Orders
- Ordination: 28 March 1935 by Stanisław Kostka Łukomski
- Consecration: 4 April 1970 by Stefan Wyszyński

Personal details
- Born: 16 November 1909 Mieczki
- Died: 6 September 1982 (aged 72) Łomża
- Allegiance: Polish government-in-exile
- Branch: Polish Air Forces
- Service years: 1939 – 1945
- Rank: Major

= Mikołaj Sasinowski =

Polish Roman Catholic bishop (1909 – 1982)

Mikołaj Sasinowski (16 November 1909 - 6 September 1982) was a Roman Catholic bishop of the Diocese of Łomża from 1970 to 1982.

==Biography==
===Early life===
Sasinowski was born in 1909 in Mieczki to Józef and Anna Sasinowski. He was first educated at various gymnasiums in Łomża, graduating in 1930. On 11 August 1930, he was called to 10 months of military training; after graduating from military training, he was assigned to the 33rd Infantry Regiment. Later, he was assigned to a reserve platoon on 16 September 1931. After his military service, he entered the diocesan seminary in Łomża on 4 October 1931; he was ordained a priest on 28 March 1935 by Stanisław Kostka Łukomski.

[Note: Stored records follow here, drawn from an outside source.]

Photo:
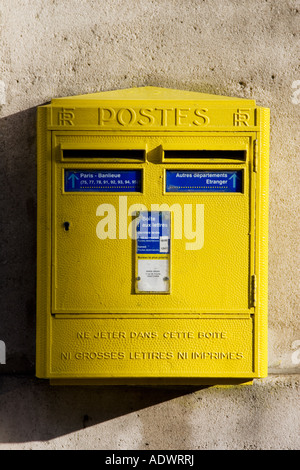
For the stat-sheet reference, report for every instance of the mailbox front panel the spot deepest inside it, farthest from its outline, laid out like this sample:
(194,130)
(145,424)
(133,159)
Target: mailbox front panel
(151,244)
(93,264)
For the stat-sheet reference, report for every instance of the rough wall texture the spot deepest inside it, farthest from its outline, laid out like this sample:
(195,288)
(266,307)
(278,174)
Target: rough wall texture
(52,48)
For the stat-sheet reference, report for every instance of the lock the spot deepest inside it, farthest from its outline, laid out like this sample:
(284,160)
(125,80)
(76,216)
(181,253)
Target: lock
(152,238)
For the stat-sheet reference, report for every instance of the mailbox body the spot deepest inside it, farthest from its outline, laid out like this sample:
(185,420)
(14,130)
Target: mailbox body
(152,238)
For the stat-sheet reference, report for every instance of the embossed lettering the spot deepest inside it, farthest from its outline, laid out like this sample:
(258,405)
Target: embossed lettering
(205,118)
(66,116)
(241,117)
(147,114)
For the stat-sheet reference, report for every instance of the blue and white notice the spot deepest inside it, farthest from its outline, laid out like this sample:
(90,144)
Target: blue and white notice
(103,180)
(204,181)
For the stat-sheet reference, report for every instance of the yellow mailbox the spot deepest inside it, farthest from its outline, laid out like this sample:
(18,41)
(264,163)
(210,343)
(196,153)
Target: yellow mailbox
(152,238)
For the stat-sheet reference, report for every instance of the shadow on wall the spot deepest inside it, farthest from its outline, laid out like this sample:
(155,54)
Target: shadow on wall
(18,240)
(33,410)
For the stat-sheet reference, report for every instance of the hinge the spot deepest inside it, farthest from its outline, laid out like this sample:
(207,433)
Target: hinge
(255,155)
(254,289)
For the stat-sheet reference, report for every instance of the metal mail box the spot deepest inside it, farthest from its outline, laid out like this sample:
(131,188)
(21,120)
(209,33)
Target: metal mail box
(152,233)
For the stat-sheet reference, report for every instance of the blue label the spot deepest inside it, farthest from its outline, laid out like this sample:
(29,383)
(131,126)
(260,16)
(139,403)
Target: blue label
(153,232)
(204,181)
(103,180)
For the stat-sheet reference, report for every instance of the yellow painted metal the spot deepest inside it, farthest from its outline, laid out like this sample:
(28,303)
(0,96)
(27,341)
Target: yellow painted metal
(93,323)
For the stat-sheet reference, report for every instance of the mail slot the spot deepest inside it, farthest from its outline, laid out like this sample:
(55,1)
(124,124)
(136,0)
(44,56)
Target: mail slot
(152,232)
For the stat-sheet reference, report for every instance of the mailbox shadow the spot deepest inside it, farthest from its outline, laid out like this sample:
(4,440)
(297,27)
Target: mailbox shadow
(18,239)
(34,410)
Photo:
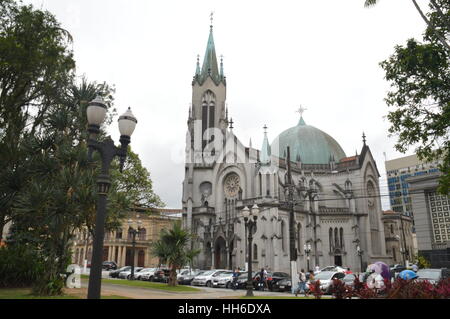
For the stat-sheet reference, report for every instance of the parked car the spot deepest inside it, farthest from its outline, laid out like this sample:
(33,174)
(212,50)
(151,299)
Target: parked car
(115,273)
(432,275)
(223,279)
(326,279)
(284,284)
(144,272)
(127,273)
(109,265)
(187,279)
(161,275)
(206,278)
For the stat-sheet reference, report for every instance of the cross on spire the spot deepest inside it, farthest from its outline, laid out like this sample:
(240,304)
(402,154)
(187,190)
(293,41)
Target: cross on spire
(301,110)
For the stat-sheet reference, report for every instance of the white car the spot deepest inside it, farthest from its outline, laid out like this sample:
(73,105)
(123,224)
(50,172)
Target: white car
(326,279)
(223,279)
(206,278)
(145,272)
(127,274)
(185,272)
(331,268)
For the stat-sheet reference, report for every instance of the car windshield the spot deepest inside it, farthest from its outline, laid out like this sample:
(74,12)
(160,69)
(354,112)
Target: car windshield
(324,275)
(429,274)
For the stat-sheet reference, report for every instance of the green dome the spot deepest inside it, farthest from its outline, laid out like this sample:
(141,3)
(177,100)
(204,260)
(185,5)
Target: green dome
(307,144)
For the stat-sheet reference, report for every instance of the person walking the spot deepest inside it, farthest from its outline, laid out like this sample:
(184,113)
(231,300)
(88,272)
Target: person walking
(301,282)
(235,276)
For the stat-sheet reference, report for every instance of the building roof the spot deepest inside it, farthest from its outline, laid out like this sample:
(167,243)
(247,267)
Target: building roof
(308,145)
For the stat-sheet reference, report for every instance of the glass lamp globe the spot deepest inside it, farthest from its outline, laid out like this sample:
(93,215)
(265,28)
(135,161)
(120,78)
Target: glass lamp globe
(127,123)
(96,111)
(246,212)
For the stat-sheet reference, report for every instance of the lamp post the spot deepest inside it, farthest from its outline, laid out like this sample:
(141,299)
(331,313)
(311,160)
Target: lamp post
(360,252)
(133,233)
(250,226)
(307,249)
(96,112)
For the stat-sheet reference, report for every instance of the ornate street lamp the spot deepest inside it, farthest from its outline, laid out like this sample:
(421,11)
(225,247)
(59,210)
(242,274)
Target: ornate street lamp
(133,233)
(96,113)
(360,253)
(250,225)
(307,249)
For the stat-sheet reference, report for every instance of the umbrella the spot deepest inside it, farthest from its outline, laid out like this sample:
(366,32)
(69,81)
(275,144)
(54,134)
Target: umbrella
(380,268)
(407,274)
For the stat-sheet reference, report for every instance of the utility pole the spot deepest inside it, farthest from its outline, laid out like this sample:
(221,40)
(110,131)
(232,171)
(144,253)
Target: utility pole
(292,250)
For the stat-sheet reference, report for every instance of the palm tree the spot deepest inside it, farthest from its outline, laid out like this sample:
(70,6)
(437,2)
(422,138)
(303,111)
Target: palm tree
(172,249)
(431,26)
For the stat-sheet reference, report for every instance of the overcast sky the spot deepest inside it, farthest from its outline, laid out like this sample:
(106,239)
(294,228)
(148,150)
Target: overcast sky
(323,55)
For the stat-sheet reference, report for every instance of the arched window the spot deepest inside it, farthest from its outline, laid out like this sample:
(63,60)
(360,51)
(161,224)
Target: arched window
(260,184)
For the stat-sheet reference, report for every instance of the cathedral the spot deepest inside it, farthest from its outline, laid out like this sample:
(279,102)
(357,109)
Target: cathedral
(310,194)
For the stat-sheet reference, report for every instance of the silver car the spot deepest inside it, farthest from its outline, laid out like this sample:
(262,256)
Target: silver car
(223,279)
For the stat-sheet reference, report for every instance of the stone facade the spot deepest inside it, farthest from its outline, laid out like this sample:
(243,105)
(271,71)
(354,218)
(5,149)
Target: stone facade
(432,219)
(117,244)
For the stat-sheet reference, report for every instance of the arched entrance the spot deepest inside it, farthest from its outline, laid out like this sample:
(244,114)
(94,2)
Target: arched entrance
(220,258)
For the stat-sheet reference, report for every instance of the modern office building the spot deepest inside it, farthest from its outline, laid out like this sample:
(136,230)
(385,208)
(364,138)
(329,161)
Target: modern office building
(397,171)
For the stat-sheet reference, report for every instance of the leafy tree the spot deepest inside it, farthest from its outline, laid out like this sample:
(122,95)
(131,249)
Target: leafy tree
(172,248)
(419,74)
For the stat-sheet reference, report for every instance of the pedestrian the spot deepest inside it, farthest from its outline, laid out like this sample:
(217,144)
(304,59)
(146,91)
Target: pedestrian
(301,283)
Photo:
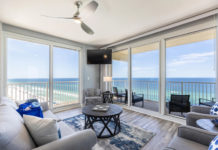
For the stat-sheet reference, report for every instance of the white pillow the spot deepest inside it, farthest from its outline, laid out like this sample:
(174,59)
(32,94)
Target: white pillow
(42,130)
(9,102)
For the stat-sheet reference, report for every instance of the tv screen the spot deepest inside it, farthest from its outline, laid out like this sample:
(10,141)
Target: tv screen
(99,56)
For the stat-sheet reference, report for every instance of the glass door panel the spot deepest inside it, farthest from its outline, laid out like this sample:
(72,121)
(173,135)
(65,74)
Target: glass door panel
(145,76)
(190,70)
(65,76)
(120,75)
(27,70)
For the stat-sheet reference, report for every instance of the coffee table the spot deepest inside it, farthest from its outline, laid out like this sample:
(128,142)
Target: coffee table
(109,119)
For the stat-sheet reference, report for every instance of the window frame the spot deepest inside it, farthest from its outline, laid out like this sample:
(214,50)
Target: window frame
(51,44)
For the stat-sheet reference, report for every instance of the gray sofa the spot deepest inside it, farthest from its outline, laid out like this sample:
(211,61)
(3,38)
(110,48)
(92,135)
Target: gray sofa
(15,136)
(198,112)
(92,96)
(191,138)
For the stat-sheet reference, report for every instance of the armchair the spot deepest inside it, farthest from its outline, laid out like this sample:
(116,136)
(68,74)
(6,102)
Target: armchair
(179,103)
(118,94)
(135,98)
(92,96)
(191,138)
(199,112)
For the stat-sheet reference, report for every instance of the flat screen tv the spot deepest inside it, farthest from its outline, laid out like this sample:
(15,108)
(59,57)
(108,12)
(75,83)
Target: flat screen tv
(99,56)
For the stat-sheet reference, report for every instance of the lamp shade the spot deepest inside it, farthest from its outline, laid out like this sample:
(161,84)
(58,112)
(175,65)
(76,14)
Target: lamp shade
(107,79)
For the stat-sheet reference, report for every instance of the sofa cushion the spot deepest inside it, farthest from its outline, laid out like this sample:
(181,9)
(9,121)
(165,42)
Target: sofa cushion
(9,102)
(65,129)
(49,114)
(43,130)
(13,133)
(179,143)
(214,144)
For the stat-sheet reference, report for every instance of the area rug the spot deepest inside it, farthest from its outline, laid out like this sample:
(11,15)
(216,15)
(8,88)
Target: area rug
(130,137)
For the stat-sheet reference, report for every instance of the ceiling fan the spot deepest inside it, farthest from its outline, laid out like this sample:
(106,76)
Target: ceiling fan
(90,8)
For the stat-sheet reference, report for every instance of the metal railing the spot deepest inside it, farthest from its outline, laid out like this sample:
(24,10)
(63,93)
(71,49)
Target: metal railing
(196,90)
(64,92)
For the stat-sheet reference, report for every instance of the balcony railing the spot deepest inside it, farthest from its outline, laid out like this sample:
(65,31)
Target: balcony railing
(64,92)
(196,90)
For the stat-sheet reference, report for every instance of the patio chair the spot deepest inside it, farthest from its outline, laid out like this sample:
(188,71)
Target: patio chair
(199,112)
(135,98)
(118,94)
(179,103)
(206,102)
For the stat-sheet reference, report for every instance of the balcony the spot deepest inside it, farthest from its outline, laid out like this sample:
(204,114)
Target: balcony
(196,90)
(64,92)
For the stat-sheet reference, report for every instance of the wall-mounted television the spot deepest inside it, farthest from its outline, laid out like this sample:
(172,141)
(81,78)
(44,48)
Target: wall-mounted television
(99,56)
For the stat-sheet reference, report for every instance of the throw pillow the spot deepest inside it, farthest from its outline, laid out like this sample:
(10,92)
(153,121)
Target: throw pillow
(214,111)
(90,92)
(43,130)
(98,92)
(214,144)
(9,102)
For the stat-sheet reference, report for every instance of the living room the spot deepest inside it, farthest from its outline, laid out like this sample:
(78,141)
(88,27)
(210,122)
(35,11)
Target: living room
(91,74)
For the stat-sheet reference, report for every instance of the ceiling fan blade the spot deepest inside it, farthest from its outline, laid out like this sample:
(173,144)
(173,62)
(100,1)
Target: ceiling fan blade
(57,17)
(89,9)
(86,28)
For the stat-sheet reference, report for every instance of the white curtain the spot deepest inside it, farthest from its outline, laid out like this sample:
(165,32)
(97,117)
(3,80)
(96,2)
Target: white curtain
(106,70)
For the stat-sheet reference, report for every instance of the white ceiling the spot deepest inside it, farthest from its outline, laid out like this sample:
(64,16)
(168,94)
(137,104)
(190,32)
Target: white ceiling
(113,21)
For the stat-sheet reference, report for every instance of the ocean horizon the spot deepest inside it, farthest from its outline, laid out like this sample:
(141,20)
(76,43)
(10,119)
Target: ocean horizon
(69,87)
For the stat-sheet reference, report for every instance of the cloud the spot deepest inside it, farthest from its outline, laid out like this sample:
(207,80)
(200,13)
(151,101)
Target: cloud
(191,58)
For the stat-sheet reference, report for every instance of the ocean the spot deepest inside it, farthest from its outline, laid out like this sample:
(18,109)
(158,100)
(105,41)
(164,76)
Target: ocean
(66,90)
(204,88)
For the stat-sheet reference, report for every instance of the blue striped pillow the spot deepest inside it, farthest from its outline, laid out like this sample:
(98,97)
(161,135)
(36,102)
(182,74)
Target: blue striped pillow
(214,144)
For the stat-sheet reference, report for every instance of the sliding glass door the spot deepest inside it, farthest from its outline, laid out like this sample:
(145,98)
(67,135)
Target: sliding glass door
(65,76)
(145,76)
(190,71)
(120,76)
(29,69)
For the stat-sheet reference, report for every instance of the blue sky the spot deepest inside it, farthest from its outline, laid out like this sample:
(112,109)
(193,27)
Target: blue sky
(196,60)
(31,60)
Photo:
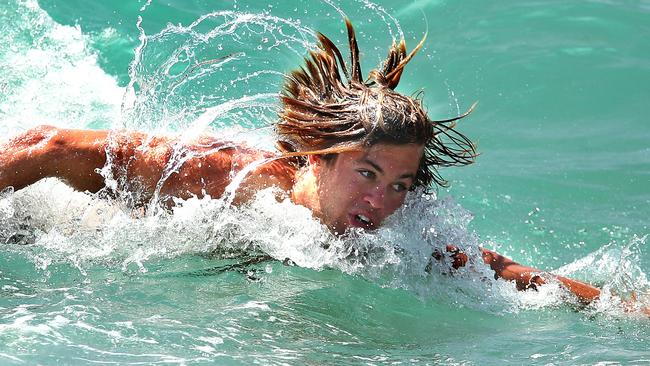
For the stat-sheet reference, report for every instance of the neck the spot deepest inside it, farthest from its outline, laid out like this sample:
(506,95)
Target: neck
(305,190)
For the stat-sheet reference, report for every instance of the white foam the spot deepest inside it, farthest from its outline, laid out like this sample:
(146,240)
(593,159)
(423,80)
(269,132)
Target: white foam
(52,76)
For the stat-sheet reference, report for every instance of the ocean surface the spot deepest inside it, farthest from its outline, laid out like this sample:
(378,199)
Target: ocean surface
(562,184)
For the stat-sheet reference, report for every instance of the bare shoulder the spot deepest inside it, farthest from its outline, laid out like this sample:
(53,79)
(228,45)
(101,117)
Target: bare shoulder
(209,165)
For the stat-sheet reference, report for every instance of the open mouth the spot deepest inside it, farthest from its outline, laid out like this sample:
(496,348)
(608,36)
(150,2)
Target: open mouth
(361,220)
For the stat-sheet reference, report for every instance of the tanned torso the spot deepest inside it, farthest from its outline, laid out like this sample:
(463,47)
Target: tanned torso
(199,167)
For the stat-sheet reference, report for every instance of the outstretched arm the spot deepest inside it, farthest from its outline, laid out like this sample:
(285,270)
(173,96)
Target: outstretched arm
(527,277)
(140,161)
(46,151)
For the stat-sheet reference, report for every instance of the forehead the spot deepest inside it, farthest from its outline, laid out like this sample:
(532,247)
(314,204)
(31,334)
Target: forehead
(400,159)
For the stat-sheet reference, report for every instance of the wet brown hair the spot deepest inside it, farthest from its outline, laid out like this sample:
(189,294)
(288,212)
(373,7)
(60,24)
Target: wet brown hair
(322,114)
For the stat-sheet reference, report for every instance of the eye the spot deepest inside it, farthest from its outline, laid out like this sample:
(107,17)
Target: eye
(367,173)
(400,187)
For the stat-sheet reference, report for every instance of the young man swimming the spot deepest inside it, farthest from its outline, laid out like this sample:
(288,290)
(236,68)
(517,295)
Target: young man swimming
(349,150)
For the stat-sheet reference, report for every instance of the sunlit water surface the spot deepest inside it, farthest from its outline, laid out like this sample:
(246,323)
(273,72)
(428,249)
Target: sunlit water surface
(562,184)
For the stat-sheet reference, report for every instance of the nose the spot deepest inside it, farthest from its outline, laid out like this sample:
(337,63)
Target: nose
(375,196)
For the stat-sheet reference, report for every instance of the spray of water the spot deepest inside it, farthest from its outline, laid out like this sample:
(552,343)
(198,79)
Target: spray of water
(220,75)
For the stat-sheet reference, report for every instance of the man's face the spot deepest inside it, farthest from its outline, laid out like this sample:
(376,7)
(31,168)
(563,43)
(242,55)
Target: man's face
(361,189)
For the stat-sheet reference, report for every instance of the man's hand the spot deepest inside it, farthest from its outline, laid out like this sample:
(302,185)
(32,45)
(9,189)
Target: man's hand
(458,258)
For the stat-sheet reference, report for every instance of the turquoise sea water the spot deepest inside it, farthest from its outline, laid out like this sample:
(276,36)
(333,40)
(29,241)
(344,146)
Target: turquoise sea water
(562,183)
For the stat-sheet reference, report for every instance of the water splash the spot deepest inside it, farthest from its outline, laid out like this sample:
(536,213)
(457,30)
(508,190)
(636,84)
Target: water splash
(50,74)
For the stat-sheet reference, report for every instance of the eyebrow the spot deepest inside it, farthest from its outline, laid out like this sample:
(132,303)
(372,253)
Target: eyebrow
(380,170)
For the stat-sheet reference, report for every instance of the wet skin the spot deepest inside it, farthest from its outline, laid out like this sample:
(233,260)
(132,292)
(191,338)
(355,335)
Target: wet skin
(362,188)
(353,189)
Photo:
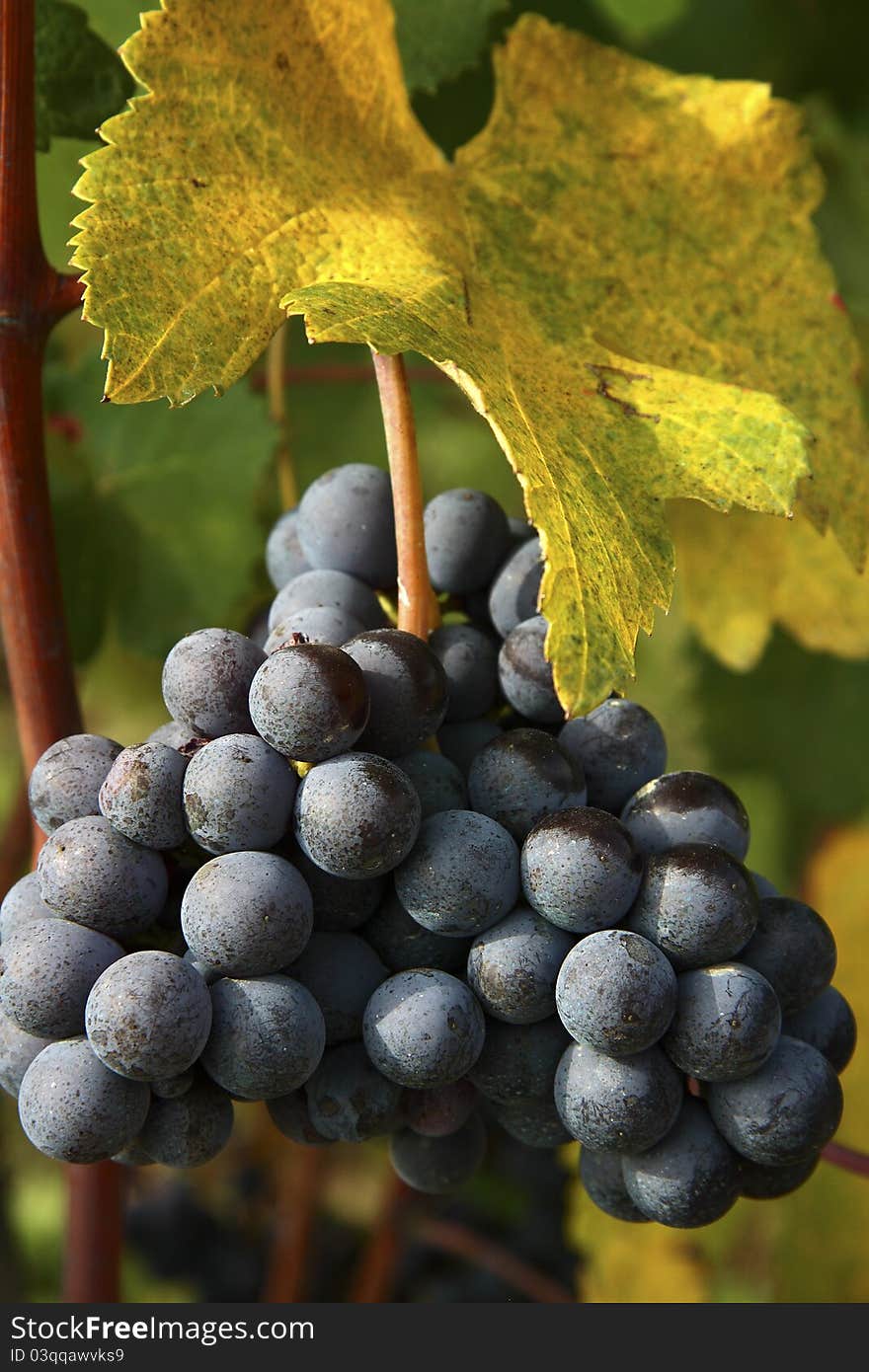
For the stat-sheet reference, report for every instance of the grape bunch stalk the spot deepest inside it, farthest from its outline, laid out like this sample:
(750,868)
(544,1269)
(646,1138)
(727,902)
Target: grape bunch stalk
(379,883)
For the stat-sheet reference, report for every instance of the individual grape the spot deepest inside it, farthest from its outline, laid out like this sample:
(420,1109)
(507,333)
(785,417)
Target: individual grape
(696,903)
(531,1119)
(247,914)
(97,877)
(727,1023)
(267,1036)
(291,1117)
(204,969)
(17,1052)
(619,746)
(763,885)
(190,1129)
(467,537)
(340,904)
(515,590)
(347,523)
(169,1088)
(461,876)
(513,967)
(616,991)
(66,780)
(794,949)
(828,1024)
(22,904)
(616,1104)
(783,1112)
(357,815)
(686,808)
(470,661)
(46,970)
(602,1179)
(423,1028)
(463,741)
(317,625)
(521,777)
(283,552)
(238,795)
(519,1061)
(686,1181)
(401,943)
(581,869)
(74,1108)
(438,1165)
(765,1182)
(335,590)
(148,1016)
(349,1100)
(439,1111)
(206,681)
(309,701)
(436,781)
(133,1157)
(407,688)
(141,796)
(342,971)
(526,675)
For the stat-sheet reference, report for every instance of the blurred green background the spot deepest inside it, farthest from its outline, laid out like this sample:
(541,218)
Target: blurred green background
(161,519)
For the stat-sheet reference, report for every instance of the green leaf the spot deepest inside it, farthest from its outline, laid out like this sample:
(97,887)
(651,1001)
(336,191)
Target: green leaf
(574,273)
(80,80)
(640,21)
(438,41)
(158,519)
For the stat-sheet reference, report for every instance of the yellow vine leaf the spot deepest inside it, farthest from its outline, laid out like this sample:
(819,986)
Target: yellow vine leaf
(612,270)
(742,573)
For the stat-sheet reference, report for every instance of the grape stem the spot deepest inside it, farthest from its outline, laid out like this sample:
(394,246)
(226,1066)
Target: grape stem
(416,604)
(34,298)
(848,1158)
(276,391)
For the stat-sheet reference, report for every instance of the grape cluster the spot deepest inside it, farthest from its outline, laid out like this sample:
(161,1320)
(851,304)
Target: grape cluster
(379,883)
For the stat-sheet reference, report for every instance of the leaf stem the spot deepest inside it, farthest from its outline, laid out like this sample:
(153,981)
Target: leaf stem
(34,296)
(418,611)
(275,386)
(335,373)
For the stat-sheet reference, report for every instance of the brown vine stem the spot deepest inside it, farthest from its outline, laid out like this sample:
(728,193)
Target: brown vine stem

After his ordination, Sasinowski served as parish priest in Suwałki beginning on 7 April 1935. He began studying canon law at the University of Warsaw in September 1936, graduating in May 1939 with a magister degree in canon law. He worked from October 1936 to July 1939 as a catechist in Warsaw.

===Military service===
In fall 1939, after the outbreak of World War II, he joined the Polish military and underwent an officers' training course at Coëtquidan. After graduating in February 1940, he was assigned as a chaplain to Polish airmen based at Lyon-Bron Airport. Sasinowski was evacuated to north Africa on 25 June 1940 after the fall of France, and was later transported to the United Kingdom.

On 16 July 1940, Sasinowski was assigned to the 18 Operational Training Unit RAF, based at Hucknall Aerodrome, as well as the No. 308 Polish Fighter Squadron based at RAF Bramcote. In June 1941, he was assigned as chaplain to the No. 304 and No. 305 Bomber Squadrons, based at RAF Lindholme. Due to health issues, he was transferred to RAF Halton in October 1942. While there, he served as a chaplain and religious teacher at a gymnasium in Halton, beginning in 1943. He ended his military service in November 1946 on the orders of bishop Łukomski and returned to Poland. He ended his service as a major in the Polish Air Forces and a squadron leader in the Royal Air Force, having been awarded the Air Medal on 3 occasions.

===Professor and bishop===
After returning to Poland, Sasinowski was appointed vicar and prefect of a secondary school based in Ostrołęka. He continued his studies at the University of Warsaw, obtaining a doctorate in canon law on 1 April 1948. After studying Catholic social teaching at the John Paul II Catholic University of Lublin, he was appointed professor of moral theology at the diocesan seminary in Łomża on 1 July 1949. He also lectured in paterology from 1949 to 1951 and in preaching from 1949 to 1953. He was appointed a canon capitular of Łomża on 14 November 1957 and was appointed rector of the diocesan seminary in Łomża on 23 September 1968.

On 19 March 1970, Sasinowski was appointed bishop of the Diocese of Łomża. He was consecrated on 5 April 1970 in the Cathedral of St. Michael the Archangel at Łomża by Stefan Wyszyński. He was co-consecrated by Jan Mazur and Aleksander Mościcki. He died on 6 September 1982 in Łomża of a heart attack and was buried in the crypt of the cathedral located there.